The fuel shortages experienced in China at the end of 2007 provide an instructive example. Because of the record high cost of crude oil at the time and an inability to pass on that cost to the consumer because of government controls, Chinese oil companies did not expand their refining activities despite the increasing demand for fuel. As a result, fuel supplies ran low, leading to long lines at gas pumps and the disruption of trucking services throughout the nation.
Partly in response to the negative fallout from this fuel-shortage debacle, in March 2008 the People’s Congress approved a proposal to create two new bodies - the aforementioned NEA (which was established in March 2008 and replaced the now defunct Energy Bureau under the NDRC) and the NEC, which was initially intended to replace the National Energy Leading Group. It was reported that the NDRC initially resisted the attempt to set up an authority as powerful as the NEC. (Although the precise reasons for the NDRC’s reluctance remain unclear, the fact that it took nearly two years to formally announce the formation of the NEC readily illustrates the depth of the power struggles at play.)
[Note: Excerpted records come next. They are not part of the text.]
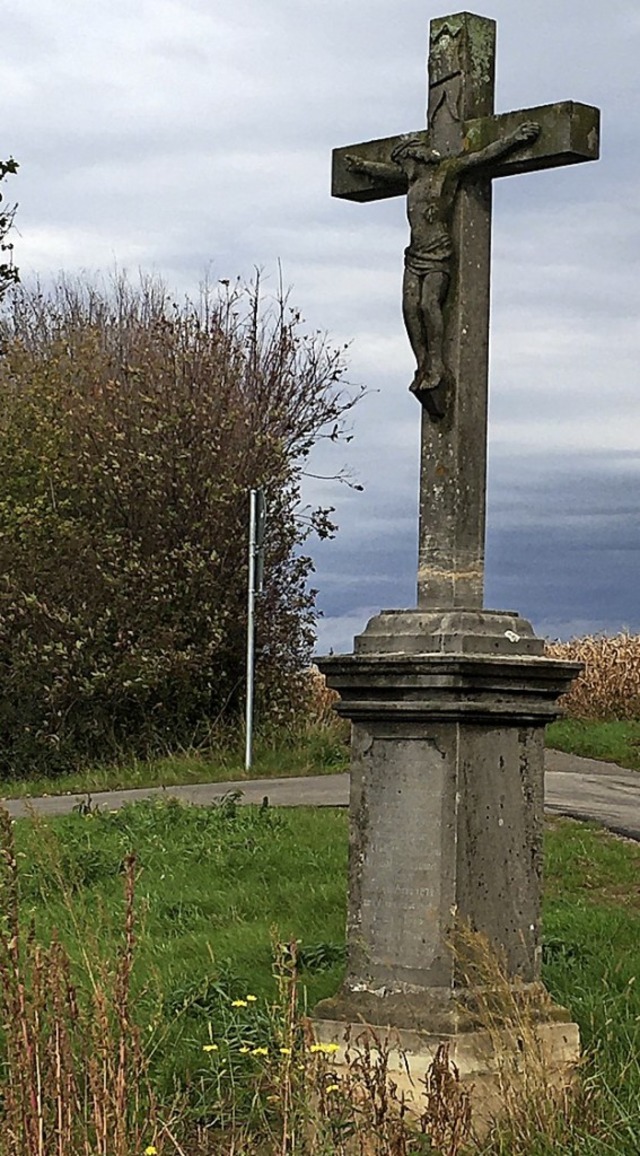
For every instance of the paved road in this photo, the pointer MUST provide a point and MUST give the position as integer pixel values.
(578, 787)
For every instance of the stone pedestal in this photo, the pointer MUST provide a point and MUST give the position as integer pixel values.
(446, 815)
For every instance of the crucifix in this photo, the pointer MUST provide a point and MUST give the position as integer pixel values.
(446, 171)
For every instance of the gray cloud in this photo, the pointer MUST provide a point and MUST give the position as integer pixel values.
(183, 135)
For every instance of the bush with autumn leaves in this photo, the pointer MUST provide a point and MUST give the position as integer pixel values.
(131, 432)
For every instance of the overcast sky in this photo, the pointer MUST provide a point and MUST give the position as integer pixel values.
(187, 136)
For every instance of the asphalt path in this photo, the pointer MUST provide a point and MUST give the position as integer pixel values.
(578, 787)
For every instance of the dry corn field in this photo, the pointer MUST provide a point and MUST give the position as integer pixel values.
(609, 687)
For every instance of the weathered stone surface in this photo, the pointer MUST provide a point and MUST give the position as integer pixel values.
(448, 702)
(446, 819)
(485, 1061)
(570, 134)
(448, 631)
(460, 123)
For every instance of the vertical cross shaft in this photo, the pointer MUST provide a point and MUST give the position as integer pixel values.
(446, 172)
(453, 461)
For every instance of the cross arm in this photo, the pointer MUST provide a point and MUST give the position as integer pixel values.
(568, 133)
(361, 186)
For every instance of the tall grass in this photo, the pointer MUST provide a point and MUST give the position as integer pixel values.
(609, 687)
(183, 1006)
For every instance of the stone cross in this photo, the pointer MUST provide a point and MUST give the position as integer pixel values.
(448, 702)
(446, 173)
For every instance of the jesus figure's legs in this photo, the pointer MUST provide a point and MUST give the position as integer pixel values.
(433, 293)
(423, 296)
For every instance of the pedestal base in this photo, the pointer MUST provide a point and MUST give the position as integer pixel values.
(493, 1066)
(446, 807)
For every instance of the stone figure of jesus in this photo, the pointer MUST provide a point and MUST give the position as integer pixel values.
(433, 182)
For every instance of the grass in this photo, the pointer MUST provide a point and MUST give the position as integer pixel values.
(217, 886)
(318, 750)
(614, 741)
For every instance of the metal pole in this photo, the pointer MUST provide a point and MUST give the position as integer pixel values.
(251, 631)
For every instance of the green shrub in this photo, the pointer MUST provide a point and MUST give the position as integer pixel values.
(131, 431)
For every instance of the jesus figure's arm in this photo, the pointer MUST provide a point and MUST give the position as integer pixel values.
(525, 133)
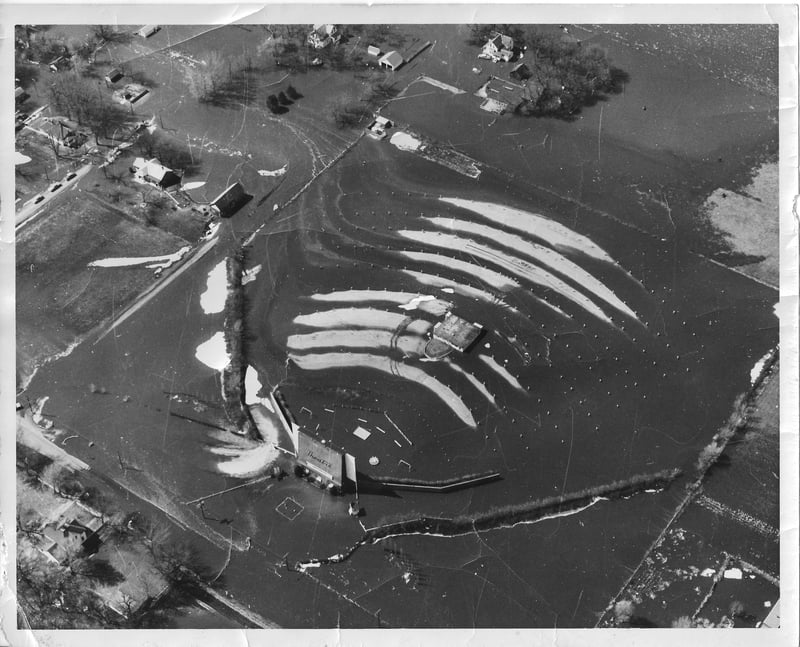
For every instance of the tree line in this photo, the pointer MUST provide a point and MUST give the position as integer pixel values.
(564, 74)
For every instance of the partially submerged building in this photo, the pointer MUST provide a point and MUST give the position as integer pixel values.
(330, 466)
(131, 94)
(391, 60)
(378, 127)
(155, 173)
(231, 200)
(74, 532)
(456, 332)
(501, 95)
(499, 47)
(148, 30)
(113, 76)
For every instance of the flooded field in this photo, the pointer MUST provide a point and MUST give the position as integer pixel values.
(609, 348)
(591, 369)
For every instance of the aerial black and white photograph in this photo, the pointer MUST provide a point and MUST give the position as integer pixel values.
(406, 325)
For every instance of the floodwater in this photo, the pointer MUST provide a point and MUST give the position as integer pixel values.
(608, 351)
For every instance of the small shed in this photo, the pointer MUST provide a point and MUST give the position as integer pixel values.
(74, 531)
(391, 60)
(114, 75)
(456, 332)
(521, 72)
(323, 35)
(231, 200)
(148, 30)
(153, 172)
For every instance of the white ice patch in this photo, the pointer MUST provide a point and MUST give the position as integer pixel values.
(759, 366)
(275, 173)
(357, 296)
(151, 261)
(733, 574)
(324, 361)
(213, 352)
(405, 142)
(486, 275)
(517, 266)
(37, 411)
(502, 371)
(539, 254)
(451, 287)
(213, 299)
(250, 275)
(244, 458)
(351, 318)
(252, 385)
(405, 300)
(361, 338)
(531, 223)
(412, 305)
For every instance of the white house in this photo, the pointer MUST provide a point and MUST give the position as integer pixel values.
(323, 35)
(391, 60)
(499, 47)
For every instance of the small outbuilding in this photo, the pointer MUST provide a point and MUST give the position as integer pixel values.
(20, 96)
(499, 47)
(456, 332)
(75, 531)
(231, 200)
(391, 60)
(323, 35)
(114, 75)
(155, 173)
(148, 30)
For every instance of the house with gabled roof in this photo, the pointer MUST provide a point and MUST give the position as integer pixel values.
(323, 35)
(155, 173)
(75, 531)
(499, 47)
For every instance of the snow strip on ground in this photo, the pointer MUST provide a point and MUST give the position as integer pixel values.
(543, 255)
(252, 385)
(351, 318)
(275, 173)
(517, 266)
(363, 338)
(335, 360)
(213, 299)
(250, 275)
(531, 223)
(241, 457)
(450, 287)
(157, 261)
(488, 276)
(759, 366)
(213, 352)
(405, 142)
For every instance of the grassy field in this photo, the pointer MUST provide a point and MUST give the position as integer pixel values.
(58, 296)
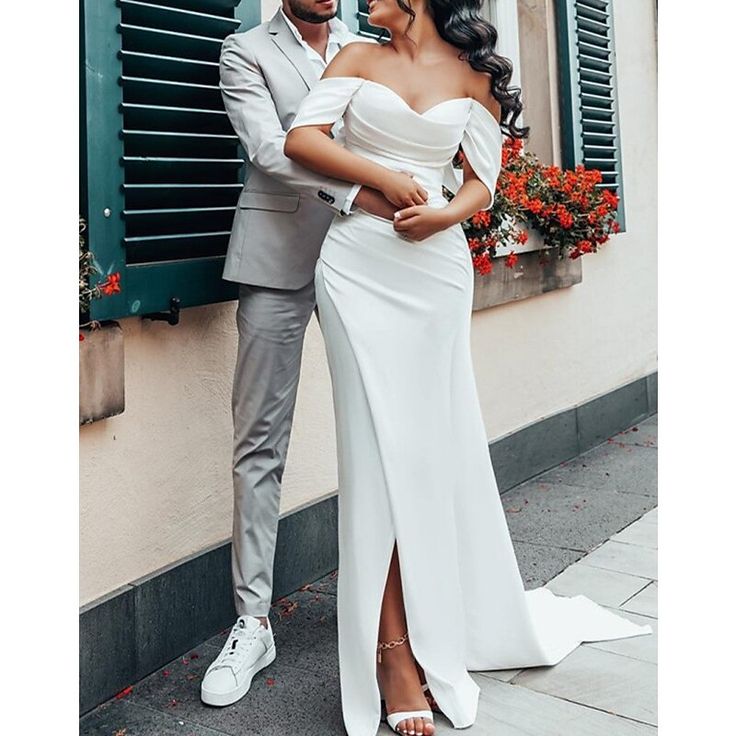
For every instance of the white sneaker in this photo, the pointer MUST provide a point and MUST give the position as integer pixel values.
(249, 648)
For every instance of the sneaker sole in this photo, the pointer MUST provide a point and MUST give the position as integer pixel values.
(222, 699)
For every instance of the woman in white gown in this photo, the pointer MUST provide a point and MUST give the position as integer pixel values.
(428, 576)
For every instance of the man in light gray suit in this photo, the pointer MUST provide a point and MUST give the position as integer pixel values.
(281, 219)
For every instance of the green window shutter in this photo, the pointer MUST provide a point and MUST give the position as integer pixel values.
(355, 14)
(588, 94)
(162, 168)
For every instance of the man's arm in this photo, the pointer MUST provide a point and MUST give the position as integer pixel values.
(253, 115)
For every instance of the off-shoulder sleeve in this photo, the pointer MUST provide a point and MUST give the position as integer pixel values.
(481, 143)
(326, 101)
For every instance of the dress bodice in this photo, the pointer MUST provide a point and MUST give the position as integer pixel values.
(379, 124)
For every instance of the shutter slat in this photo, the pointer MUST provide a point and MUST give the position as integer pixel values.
(140, 64)
(154, 15)
(170, 43)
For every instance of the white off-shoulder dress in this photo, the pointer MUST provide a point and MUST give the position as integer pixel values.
(413, 461)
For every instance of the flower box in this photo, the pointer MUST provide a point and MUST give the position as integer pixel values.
(527, 277)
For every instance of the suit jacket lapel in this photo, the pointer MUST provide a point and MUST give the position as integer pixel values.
(282, 36)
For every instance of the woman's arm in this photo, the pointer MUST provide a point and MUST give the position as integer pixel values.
(312, 147)
(419, 222)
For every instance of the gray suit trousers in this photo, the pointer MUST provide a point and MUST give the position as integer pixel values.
(271, 327)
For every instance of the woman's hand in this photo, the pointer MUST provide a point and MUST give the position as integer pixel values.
(421, 221)
(400, 188)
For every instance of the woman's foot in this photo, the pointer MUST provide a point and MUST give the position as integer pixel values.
(399, 681)
(427, 692)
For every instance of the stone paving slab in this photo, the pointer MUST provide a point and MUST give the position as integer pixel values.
(602, 688)
(282, 700)
(626, 558)
(628, 469)
(651, 517)
(599, 679)
(642, 533)
(127, 719)
(569, 516)
(607, 587)
(636, 647)
(644, 603)
(538, 563)
(509, 710)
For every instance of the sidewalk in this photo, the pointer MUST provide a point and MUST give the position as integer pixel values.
(586, 526)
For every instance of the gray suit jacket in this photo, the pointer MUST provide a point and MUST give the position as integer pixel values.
(284, 209)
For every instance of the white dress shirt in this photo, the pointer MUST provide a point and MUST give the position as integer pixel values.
(338, 32)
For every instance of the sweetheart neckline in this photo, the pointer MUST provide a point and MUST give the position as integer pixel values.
(410, 108)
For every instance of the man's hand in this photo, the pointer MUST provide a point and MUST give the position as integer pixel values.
(373, 201)
(421, 221)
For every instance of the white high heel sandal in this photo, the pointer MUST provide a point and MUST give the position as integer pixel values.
(393, 719)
Out of this background, the NEC has been established as a “super-ministry” charged with taking the reins and exerting control over the relevant actors.
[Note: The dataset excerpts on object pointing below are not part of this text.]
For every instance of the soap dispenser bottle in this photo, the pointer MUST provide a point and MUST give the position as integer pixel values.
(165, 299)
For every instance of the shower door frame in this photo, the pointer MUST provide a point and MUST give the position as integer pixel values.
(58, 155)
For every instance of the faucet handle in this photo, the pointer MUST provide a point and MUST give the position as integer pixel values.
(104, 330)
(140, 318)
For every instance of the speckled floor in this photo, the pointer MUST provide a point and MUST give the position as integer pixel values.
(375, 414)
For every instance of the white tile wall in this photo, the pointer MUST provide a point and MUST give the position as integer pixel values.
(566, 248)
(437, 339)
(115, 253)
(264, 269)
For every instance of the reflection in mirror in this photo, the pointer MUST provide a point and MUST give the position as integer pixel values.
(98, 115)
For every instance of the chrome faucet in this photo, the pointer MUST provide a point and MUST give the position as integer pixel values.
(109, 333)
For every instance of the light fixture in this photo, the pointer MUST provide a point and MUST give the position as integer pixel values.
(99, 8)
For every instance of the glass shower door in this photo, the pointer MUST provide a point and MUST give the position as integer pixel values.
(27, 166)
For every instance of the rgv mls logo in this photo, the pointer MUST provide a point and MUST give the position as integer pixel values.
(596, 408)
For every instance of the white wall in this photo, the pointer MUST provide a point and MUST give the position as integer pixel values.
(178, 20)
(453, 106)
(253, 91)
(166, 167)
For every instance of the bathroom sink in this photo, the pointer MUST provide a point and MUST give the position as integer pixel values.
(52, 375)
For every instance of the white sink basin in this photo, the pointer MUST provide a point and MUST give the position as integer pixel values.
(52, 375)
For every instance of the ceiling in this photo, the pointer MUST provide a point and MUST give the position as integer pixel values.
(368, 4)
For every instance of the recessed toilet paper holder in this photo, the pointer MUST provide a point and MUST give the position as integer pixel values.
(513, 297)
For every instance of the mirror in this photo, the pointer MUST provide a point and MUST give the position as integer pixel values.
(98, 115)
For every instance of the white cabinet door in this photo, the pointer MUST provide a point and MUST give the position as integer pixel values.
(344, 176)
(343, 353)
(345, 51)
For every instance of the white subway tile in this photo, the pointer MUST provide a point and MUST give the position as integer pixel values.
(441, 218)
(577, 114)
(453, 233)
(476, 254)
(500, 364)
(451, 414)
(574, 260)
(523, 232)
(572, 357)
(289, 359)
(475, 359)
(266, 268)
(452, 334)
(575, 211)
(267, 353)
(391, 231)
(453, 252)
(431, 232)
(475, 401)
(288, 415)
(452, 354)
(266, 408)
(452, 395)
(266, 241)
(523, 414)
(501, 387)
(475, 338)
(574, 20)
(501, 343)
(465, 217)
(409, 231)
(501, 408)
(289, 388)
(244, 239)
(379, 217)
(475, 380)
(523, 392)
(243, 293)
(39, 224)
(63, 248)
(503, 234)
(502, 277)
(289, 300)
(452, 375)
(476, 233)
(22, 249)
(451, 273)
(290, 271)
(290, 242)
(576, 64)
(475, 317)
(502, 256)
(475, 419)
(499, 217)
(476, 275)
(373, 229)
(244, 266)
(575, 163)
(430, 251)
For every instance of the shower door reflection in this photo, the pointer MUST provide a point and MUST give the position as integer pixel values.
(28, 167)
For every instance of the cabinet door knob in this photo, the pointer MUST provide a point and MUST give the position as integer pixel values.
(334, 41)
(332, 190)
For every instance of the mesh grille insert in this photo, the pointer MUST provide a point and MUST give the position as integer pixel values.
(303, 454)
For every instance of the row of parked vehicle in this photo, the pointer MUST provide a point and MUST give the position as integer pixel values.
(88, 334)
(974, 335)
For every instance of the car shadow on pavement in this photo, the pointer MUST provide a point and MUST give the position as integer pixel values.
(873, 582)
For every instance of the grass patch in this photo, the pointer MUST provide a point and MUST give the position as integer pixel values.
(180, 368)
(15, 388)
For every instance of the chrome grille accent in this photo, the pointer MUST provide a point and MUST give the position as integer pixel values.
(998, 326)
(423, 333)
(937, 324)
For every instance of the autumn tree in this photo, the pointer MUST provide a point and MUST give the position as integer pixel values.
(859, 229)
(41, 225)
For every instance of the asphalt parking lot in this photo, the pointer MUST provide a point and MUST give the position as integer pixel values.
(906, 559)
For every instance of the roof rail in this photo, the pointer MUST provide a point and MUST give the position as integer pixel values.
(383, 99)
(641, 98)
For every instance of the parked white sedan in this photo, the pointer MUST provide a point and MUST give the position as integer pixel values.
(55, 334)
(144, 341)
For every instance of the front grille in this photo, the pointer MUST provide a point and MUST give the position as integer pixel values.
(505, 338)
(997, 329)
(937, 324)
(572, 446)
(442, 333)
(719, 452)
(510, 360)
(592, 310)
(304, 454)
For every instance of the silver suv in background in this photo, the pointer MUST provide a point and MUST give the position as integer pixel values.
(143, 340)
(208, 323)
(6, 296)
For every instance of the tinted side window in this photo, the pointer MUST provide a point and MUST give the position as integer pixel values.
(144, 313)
Implications for China’s energy industry
According to a notice released by the general office of the State Council, the NEC will be in charge of formulating energy development strategy, reviewing energy-security policies and coordinating international cooperation. Moreover, the existing NEA will be subordinate to the NEC, but will continue to be responsible for the drafting and implementation of energy plans, industrial policies and standards.
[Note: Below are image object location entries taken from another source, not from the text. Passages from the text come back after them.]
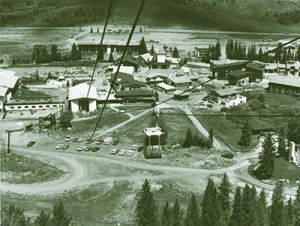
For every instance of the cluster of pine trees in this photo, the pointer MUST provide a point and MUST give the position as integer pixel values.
(238, 51)
(216, 208)
(15, 216)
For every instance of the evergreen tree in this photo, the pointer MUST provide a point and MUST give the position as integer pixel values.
(262, 210)
(266, 159)
(297, 207)
(175, 52)
(192, 213)
(176, 214)
(60, 217)
(188, 141)
(210, 208)
(277, 216)
(43, 219)
(282, 151)
(211, 137)
(166, 215)
(246, 135)
(143, 47)
(248, 207)
(290, 213)
(110, 58)
(146, 209)
(224, 199)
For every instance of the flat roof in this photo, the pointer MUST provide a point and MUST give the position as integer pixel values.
(80, 91)
(285, 80)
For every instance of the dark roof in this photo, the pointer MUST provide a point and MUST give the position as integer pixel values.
(256, 66)
(239, 74)
(229, 66)
(121, 78)
(135, 93)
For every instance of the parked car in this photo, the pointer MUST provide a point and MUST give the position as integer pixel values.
(134, 147)
(31, 143)
(108, 140)
(65, 146)
(115, 142)
(122, 152)
(59, 146)
(89, 141)
(114, 151)
(94, 149)
(100, 141)
(68, 139)
(130, 152)
(79, 140)
(80, 148)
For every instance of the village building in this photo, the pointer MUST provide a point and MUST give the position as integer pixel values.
(81, 99)
(228, 97)
(284, 85)
(294, 153)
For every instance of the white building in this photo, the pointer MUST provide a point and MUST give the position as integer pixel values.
(82, 101)
(294, 154)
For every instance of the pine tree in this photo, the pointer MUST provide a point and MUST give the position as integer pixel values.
(175, 52)
(146, 209)
(297, 207)
(210, 208)
(143, 47)
(246, 135)
(262, 209)
(43, 219)
(290, 213)
(237, 209)
(277, 216)
(192, 213)
(60, 217)
(211, 137)
(224, 199)
(176, 214)
(166, 215)
(188, 141)
(248, 207)
(266, 158)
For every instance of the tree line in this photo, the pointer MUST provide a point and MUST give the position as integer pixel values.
(236, 50)
(13, 215)
(215, 207)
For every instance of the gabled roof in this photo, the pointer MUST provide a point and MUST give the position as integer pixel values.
(3, 91)
(80, 91)
(8, 79)
(135, 93)
(180, 79)
(225, 92)
(239, 74)
(285, 80)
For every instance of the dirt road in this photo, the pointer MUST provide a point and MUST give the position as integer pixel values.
(84, 169)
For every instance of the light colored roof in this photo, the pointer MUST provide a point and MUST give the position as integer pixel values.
(226, 92)
(165, 86)
(180, 79)
(3, 91)
(8, 79)
(147, 57)
(285, 80)
(80, 91)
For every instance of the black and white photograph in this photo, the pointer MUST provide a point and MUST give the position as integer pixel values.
(150, 112)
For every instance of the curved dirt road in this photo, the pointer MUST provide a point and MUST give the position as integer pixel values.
(88, 169)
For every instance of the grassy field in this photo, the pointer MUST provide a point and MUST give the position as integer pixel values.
(109, 119)
(19, 169)
(176, 127)
(286, 170)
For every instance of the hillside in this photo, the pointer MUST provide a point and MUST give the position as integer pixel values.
(234, 15)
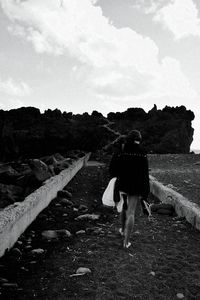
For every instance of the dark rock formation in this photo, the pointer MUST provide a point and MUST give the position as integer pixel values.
(164, 131)
(25, 132)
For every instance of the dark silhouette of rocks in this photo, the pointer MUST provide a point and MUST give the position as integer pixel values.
(25, 132)
(20, 178)
(164, 131)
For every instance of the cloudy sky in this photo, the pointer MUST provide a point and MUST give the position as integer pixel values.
(105, 55)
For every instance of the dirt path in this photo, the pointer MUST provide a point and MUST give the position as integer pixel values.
(162, 263)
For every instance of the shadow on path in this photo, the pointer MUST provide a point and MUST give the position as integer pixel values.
(162, 263)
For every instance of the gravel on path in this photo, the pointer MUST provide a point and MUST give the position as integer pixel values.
(163, 262)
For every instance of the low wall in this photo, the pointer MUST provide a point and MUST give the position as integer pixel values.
(183, 207)
(15, 218)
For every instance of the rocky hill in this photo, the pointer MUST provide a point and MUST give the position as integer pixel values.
(25, 132)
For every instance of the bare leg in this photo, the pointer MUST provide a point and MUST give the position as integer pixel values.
(123, 213)
(130, 217)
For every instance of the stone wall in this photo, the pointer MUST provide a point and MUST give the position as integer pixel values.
(182, 206)
(15, 218)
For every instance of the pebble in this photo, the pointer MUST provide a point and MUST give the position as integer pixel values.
(83, 208)
(88, 216)
(10, 285)
(63, 232)
(64, 193)
(3, 280)
(16, 253)
(66, 202)
(80, 232)
(83, 270)
(49, 234)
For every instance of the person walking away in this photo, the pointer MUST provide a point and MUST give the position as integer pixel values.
(132, 172)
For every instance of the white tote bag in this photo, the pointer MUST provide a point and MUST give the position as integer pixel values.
(108, 195)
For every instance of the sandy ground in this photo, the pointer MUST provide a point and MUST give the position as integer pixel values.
(162, 263)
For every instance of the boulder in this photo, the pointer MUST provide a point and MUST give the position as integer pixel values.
(7, 174)
(10, 194)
The NEC also will outrank all other government departments and state-owned enterprises that are currently in charge of the various energy sectors. Although NEC decisions will still require approval by the State Council, given the seniority of its members it is well positioned to coordinate all such decisions made concerning energy policy.
There are two areas where the introduction of the NEC will likely create an immediate impact: renewable energy and energy security.
Since the United Nations Climate Change Conference was held in late 2009 in Copenhagen, China has issued a series of policies and regulations in an effort to boost the country’s renewable energy sector. As a result of its plenary powers, the NEC will have the heft to push forward many of the green initiatives that otherwise might have stalled prior to its formation.
Another top priority of the NEC will relate to energy security. Given China’s concern over being too reliant upon energy imports (it became a net importer of oil in 1993), it is anticipated that the NEC will spur the development of additional onshore energy projects as well as the acquisition of offshore energy projects by large state-owned enterprises. In particular, the NEC will be instrumental in facilitating the completion of the various administrative formalities required to approve and finance such plans.
In sum, as the NEC begins to flex its administrative muscle in various sectors, such actions will provide telltale signs as to what China’s leaders have deemed to be their top priorities within the energy field.